The Concern for Grassroots Livelihood Alliance says of 220 people aged between 15 and 34 it recently interviewed, 65 percent said they would prefer freelancing to fixed employment, and half already had experience as a freelancer.
Ninety percent of respondents thought that freelance workers have a “more flexible work schedule” and 67 percent said they were “more likely to work on the jobs they are interested in”.
Photography, modelling and graphic design were among the most common freelance jobs cited by the respondents.
But respondents also quoted “unstable income” and “a lack of labour protection” as their main concerns with freelancing, while some said they were also worried about an “unprofessional-looking resume” and “discrimination by friends and family”.

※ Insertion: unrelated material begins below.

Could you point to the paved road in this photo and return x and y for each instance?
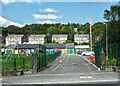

One of the respondents, 25-year-old Catherine, who works as a freelance gym instructor, model and private tutor, said her previous full-time job didn’t allow her to enjoy life.
“I want to spend time with my friends and family. And I want to have time and energy to develop my personal hobbies and it was really hard to do that. I had no time left after I got off my [full-time] work,” she told a press conference held by the alliance on Friday.
But Catherine said freelancing also has its downsides, in particular a lack of legal protection.
“There’s no standard template [of contract] for us to sign with our clients. I am lucky that I haven’t run into any conflicts… but then what if something happened? I don’t know who I could go to or what I could do with them. Ideally, I would love to have a contract to sign with them so that we can guarantee own rights,” she said.
In view of the concerns, the alliance called on the government to boost labour protections, including providing a standard contract template and monitoring recruitment platforms to prevent the exploitation of freelancers.